How has your writing changed over the past years?

At some point, I’d like to compile all the writing I’ve done on Donald Trump.  What a fascinating arc it has been!  And to think that sometimes, when I was shopping on 5th avenue in New York many years ago, I’d go to the basement of Trump Tower and have lunch; they had the most delicious pasta there.  While I ate, I didn’t think much about Donald Trump himself, I saw him as a grandiose fool; I’d never even watched a single episode of “The Apprentice.” I just never got around to it.

My first writings were more sympathetic; in 2016 I wrote about his being bewildered that he won the election and feeling lonely in the White House. I assigned him self-reflection, maybe because part of me wanted to believe he had some. I’ll admit, I was exhilarated by his sass in the Republican primaries of 2015 – I loved him taking down other Republicans.  There was danger from the very beginning, his behavior was already repulsive, but who believed he could actually win?
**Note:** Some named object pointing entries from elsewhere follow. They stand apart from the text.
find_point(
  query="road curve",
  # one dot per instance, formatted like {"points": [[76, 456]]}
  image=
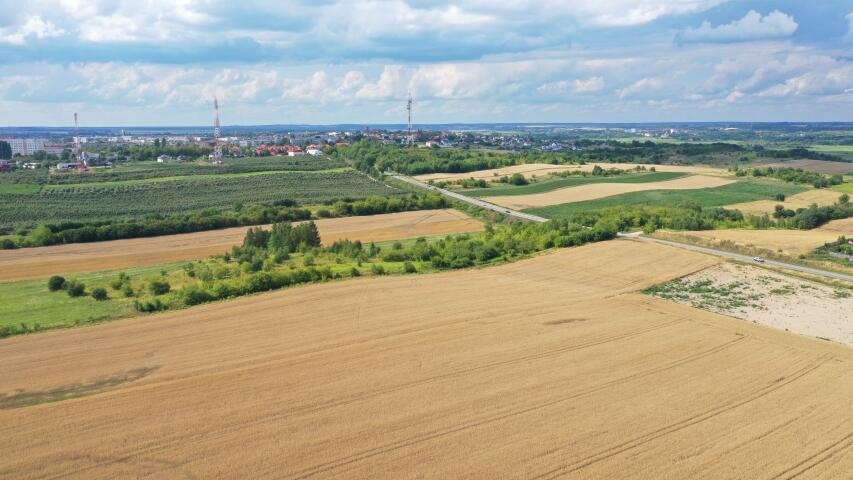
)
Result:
{"points": [[745, 258], [471, 201], [535, 218]]}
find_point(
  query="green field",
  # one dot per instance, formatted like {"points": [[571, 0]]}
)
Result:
{"points": [[150, 170], [740, 191], [137, 199], [31, 304], [555, 183], [843, 151]]}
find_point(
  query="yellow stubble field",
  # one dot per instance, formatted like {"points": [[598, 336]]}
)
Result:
{"points": [[551, 367]]}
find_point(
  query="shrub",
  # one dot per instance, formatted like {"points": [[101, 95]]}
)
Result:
{"points": [[55, 283], [159, 287], [517, 179], [75, 288], [120, 280], [99, 293]]}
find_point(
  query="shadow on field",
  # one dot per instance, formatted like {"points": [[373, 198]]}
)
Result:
{"points": [[25, 398]]}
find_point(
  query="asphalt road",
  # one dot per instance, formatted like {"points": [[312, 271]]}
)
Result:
{"points": [[745, 258], [535, 218], [469, 200]]}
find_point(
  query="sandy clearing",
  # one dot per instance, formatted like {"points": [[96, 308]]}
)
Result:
{"points": [[601, 190], [793, 202], [819, 166], [786, 242], [42, 262], [548, 362], [779, 301], [544, 169]]}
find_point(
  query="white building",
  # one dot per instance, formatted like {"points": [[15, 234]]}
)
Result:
{"points": [[25, 146]]}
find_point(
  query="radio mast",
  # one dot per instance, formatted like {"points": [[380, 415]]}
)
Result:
{"points": [[411, 137], [217, 132]]}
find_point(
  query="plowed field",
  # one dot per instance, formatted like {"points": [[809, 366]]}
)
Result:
{"points": [[543, 169], [793, 202], [544, 368], [601, 190], [42, 262]]}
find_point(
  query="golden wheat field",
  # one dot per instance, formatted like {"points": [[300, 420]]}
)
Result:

The last piece I wrote about Donald Trump included a conversation about prayer, because by 2020 his relentless cruelty and sociopathology had brought me to my knees.  And I don’t usually write about spirituality so overtly – that was different for me.  The question I had to ask myself last week after the Capitol insurrection was: did Donald Trump change, or did we?  Did he surprise us?  Because upon reflection, I feel that he has been extraordinarily consistent.  This doesn’t absolve him of any of his crimes; and I think that, as he fades into history, he will become less interesting.  But I think the question we will ask ourselves is not whether he changed, but how we allowed him to change us.  What did he reveal in us?  There is no question that he was definitely eager to take away our power; but why were we, as a country, so willing to give it to him?  That’s a question to make you sit down and think.